To validate these results, a complete purification process was performed, combining the clarification, IEX, and SEC steps. The mass balance of this complete validation run is summarized in Table 1 and Table 2. Overall, a total recovery of 23% of Gag-eGFP VLPs was achieved with a total protein, HCP, and dsDNA removal of almost 100% from the crude supernatant, presenting a final concentration of 38.5 µg/mL, 3.1 µg/mL, and 31.8 ng/mL of total protein, host cell protein, and dsDNA, respectively (Table 1). Of note, a VLP/total particles ratio of 56% was obtained after SEC, pointing to a notable enrichment of Gag-eGFP VLPs over EVs (Table 2).

3.2.4. Lyophilization of Gag-eGFP VLPs

Finally, first attempts in the lyophilization of Gag-eGFP VLPs were performed in views to optimize its storage and transportation. Gag-eGFP VLPs were lyophilized in 1 mL aliquots stored at RT for two months. Alternatively, purified Gag-eGFP VLPs were frozen at −80 °C, in the same buffer, as the control.
Concentrated and purified Gag-eGFP VLPs are clearly observed in cryo-TEM micrographs (Figure 6), compared to the initial clarified material depicted in Figure 2B. Gag-eGFP VLPs are detected as spherical electrodense nanoparticles surrounded by a lipid membrane in both frozen (Figure 6A) and lyophilized and reconstituted samples (Figure 6D). The particle size distribution (PSD) analyses showed a mean hydrodynamic diameter of 172.1 ± 1.1 nm and 215.2 ± 11.9 nm measured by fluorescent NTA or DLS in the frozen sample, respectively(Figure 6B,C), while nanoparticle aggregation was observed after lyophilization with a PSD of 343.3 ± 15.3 and 593.1 ± 23.8 nm measured with NTA and DLS, respectively (Figure 6E,F). Nanoparticle concentration of VLPs and EVs presented a decrease in VLP concentration after lyophilization, likely to the aggregation phenomenon since similar apparent concentrations are depicted in cryo-TEM analyses. Compared to crude clarified material (Figure 2E), the presence of EVs was very low in cryo-TEM micrographs and represented 2% of the initial material after SEC and was below LOD in lyophilized samples (Figure 6).

4. Discussion

4.1. Purification Train and Unit Capacity

A four-step process has been developed for Gag-eGFP VLPs. Load capacities and flux rates are summarized in Table 3. Load capacities between 400 and 800 L/m2 were achieved in membrane-based processes. Previous works analyzed different filters for primary and secondary clarification for influenza VLPs produced with baculovirus expression vector system (BEVS), where a maximum load of 150 L/m2 was reported for primary clarification with MilliStak®+ D0HC [29]. Here, the settling of cells before filtration allowed for the clarification of the whole-cell culture in one single run.
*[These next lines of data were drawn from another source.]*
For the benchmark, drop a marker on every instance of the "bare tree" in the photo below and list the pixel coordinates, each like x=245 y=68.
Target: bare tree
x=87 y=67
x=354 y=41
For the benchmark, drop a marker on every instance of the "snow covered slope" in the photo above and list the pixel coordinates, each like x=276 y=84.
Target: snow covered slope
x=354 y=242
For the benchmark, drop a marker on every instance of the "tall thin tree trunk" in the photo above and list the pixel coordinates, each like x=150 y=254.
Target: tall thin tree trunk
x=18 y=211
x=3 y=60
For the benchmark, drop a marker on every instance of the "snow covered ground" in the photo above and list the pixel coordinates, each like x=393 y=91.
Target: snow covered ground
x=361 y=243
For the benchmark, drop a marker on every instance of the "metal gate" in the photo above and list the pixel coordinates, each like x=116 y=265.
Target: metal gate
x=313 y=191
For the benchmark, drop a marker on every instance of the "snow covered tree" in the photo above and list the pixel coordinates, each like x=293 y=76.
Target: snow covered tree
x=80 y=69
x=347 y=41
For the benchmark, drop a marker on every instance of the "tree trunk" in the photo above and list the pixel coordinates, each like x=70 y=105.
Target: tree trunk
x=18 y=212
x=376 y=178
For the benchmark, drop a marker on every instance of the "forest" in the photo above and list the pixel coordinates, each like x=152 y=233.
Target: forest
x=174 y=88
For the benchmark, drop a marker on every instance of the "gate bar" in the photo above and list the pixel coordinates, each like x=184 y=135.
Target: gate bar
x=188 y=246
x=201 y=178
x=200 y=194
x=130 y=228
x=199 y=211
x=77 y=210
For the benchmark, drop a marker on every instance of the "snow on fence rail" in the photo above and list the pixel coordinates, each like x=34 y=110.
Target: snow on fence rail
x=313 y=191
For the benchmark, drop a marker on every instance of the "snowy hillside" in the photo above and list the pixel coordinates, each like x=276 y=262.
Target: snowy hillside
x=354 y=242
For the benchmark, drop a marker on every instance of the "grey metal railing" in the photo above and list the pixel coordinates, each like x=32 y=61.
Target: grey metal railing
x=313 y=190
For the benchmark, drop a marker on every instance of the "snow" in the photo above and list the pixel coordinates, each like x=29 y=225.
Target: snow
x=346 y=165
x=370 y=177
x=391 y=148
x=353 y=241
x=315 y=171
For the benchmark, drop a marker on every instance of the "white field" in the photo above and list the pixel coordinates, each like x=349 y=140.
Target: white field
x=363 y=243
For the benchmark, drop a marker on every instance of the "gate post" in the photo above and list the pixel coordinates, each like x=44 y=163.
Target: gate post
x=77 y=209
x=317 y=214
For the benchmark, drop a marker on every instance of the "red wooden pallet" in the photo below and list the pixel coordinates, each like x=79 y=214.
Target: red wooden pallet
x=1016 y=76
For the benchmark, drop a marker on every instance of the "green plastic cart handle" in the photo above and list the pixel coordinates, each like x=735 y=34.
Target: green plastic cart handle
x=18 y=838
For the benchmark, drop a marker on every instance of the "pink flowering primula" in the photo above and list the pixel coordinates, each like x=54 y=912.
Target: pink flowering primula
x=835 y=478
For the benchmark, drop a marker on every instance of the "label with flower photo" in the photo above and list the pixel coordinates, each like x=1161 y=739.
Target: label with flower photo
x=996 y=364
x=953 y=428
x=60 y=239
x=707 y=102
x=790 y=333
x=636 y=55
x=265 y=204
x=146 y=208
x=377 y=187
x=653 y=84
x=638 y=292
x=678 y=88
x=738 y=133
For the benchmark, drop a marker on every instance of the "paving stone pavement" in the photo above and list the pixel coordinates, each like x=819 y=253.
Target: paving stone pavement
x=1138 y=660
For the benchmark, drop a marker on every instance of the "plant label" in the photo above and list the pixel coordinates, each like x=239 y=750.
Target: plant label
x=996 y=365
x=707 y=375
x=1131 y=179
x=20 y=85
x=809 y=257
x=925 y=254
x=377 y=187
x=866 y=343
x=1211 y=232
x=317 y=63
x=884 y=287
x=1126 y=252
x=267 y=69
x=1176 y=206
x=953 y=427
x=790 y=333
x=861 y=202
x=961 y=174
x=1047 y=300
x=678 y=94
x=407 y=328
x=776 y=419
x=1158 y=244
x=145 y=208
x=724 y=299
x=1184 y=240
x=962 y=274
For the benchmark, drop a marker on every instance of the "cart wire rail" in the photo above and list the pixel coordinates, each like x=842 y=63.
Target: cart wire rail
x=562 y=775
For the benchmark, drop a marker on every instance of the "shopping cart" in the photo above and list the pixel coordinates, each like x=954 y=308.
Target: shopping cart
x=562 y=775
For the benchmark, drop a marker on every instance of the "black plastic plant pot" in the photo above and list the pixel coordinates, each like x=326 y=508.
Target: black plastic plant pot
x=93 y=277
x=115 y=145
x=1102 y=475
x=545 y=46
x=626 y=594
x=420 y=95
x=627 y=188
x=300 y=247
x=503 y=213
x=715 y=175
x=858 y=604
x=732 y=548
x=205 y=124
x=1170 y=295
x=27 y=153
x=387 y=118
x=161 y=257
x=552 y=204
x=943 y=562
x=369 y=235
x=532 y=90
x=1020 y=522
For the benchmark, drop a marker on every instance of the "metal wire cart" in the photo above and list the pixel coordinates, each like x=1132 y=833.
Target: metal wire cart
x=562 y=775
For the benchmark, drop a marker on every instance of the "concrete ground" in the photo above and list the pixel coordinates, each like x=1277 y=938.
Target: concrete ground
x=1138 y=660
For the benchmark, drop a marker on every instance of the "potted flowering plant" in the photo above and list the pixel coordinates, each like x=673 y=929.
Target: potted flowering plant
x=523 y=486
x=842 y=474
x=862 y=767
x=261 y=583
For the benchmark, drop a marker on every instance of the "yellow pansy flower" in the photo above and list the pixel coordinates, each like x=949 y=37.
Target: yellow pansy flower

Feed pressure was maintained at 0 psi, preventing possible VLP mechanical stress during clarification.
IEX chromatography was performed with a Mustang Q composed of 16 layers of Mustang Q membrane with a bed volume of 0.86 mL and a surface area of 4.9 cm2. From the different optimizations performed, a maximum load capacity of 842.9 L/m2 was achieved (Figure 4D), corresponding to 480.2 mL per mL of bed volume. Of note, DBC was not achieved in any of the experiments tested. Thus, a VLP load higher than 3.84·1012 VLPs is still possible, although maximum column pressure provided by the manufacturer or operation time might then be the limiting factor. High DBC of 4.70 × 1010 virus particles (vp) per square centimeter of adenoviruses, more than 8.7 × 1010 transduction units (TU) of lentiviral vectors, and 1.27 × 108 infective units (ifu) of γ-retorviruses per mL of bed volume have been reported with membrane adsorbers [34,35,36]. Similarly, Steppert and co-workers reported a DBC of 8.6 × 1012 of total particles per mL in QA monolith in the purification of Gag VLPs [10]. These data support the use of strong quaternary amine ion exchangers to concentrate and purify enveloped viruses and viral particles, as those used in the present work. In addition, these novel materials work at faster flow rates by allowing convective flux inside the matrix [37]. On the other hand, due to the strong binding obtained with the Q ligand, high salt concentrations are required for the elution, and direct competition with dsDNA is observed. With views to overcome this fact, alternative weak ligands have also been proposed where dsDNA might be removed in the flowthrough [16].
SEC chromatography has been used as a desalting column after IEX chromatography to perform a buffer exchange. A maximum 6.4 mL load is allowed in a 43 mL SEC column for desalting purposes. Thus, several rounds are required to purify higher volumes, as for the E2 fraction here. Despite the simplicity of the method, a dilution factor of 1.7 and larger operation times are needed. Alternative membrane-based ultrafiltration and diafiltration have been described in the literature to overcome such limitations. Specifically, tangential flow filtration (TFF) with 300 and 1000 kDa cutoff membranes has been used for the concentration of influenza VLPs with higher recoveries [14,38]. Moreover, the use of hollow fibers has been highlighted in virus purification due to their open channels and lot-to-lot consistency [6,37]. Hence, the replacement of the SEC unit by another membrane-based method offers great promise to overcome the present constraints.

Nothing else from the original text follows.